# Motorguide Digital Trolling Motor Problems



## HazMatt (Jun 18, 2009)

I've got a Motorguide 55lb saltwater digital trolling motor that I purchased brand new in July 2009. It has been used very little (I travel a lot with work). The circuit board fried, under warranty, last summer after it was used twice. It was fixed by Fox's trolling motors, no questions asked. This summer on my third trip out it fried again. Vernon, at Fox's trolling motors, knew what it was when I walked in. I was told that if it was run over 3/4 thrust it would burn boards up, religiously. 

I didn't know if anyone else has run into this problem or may have a solution. This is the first time I've had a problem with a motorguide that was this serious. Considering I don't use it much and it's only pushing a 16 foot aluminum boat I was surprised it couldn't handle what I dished out.


Thanks
Matt


----------



## circlehook69 (Apr 23, 2010)

*I've had somewhat the same problem with mine since I bought it.
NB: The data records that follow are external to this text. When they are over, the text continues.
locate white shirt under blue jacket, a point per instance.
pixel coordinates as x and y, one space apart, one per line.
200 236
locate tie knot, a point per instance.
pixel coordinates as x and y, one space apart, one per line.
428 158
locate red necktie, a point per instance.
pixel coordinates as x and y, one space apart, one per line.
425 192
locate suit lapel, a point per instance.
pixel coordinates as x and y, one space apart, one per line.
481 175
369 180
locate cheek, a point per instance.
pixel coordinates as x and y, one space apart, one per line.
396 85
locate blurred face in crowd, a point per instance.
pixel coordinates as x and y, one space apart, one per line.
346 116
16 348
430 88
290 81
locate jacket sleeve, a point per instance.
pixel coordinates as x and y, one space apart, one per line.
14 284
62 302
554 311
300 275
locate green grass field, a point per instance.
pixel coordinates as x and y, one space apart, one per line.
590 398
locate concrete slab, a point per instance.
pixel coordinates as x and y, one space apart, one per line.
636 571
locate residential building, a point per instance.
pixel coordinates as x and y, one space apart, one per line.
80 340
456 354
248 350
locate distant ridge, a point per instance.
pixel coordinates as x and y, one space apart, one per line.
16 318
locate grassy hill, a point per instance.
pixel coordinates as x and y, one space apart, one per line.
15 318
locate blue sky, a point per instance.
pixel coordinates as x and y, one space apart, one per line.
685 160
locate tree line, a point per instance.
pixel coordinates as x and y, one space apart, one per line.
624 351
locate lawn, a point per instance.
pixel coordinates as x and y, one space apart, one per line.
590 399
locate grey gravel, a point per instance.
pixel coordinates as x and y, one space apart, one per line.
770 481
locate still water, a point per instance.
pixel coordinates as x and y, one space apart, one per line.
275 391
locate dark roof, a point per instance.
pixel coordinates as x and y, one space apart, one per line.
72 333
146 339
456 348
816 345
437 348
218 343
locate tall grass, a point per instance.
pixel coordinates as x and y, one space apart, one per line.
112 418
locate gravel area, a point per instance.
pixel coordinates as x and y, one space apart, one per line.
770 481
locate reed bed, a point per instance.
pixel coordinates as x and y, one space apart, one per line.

The only time I do run it on high is if I come up on someone fishing as I'm fishing down the shoreline, I'll kick it up on high just to hurry out and around the fisherman as not to disturb him. But 95% of the time it will just kick off. It's a shame when you pay $400 for something that will not work 100% for you at least for one year after you purchase it!! Guess they just don't make things like they used to.*


----------



## HazMatt (Jun 18, 2009)

After talking with motorguide and the repairshop it looks like I may get a replacement. I'm still waiting on the final word. The motor fried another board when they replaced it and it's shutting off within the manufacturer's tollerances on amp draw. 

Motorguide has been fairly easy to deal with but I'd avoid the varimax line of trolling motors until they get this resolved.


----------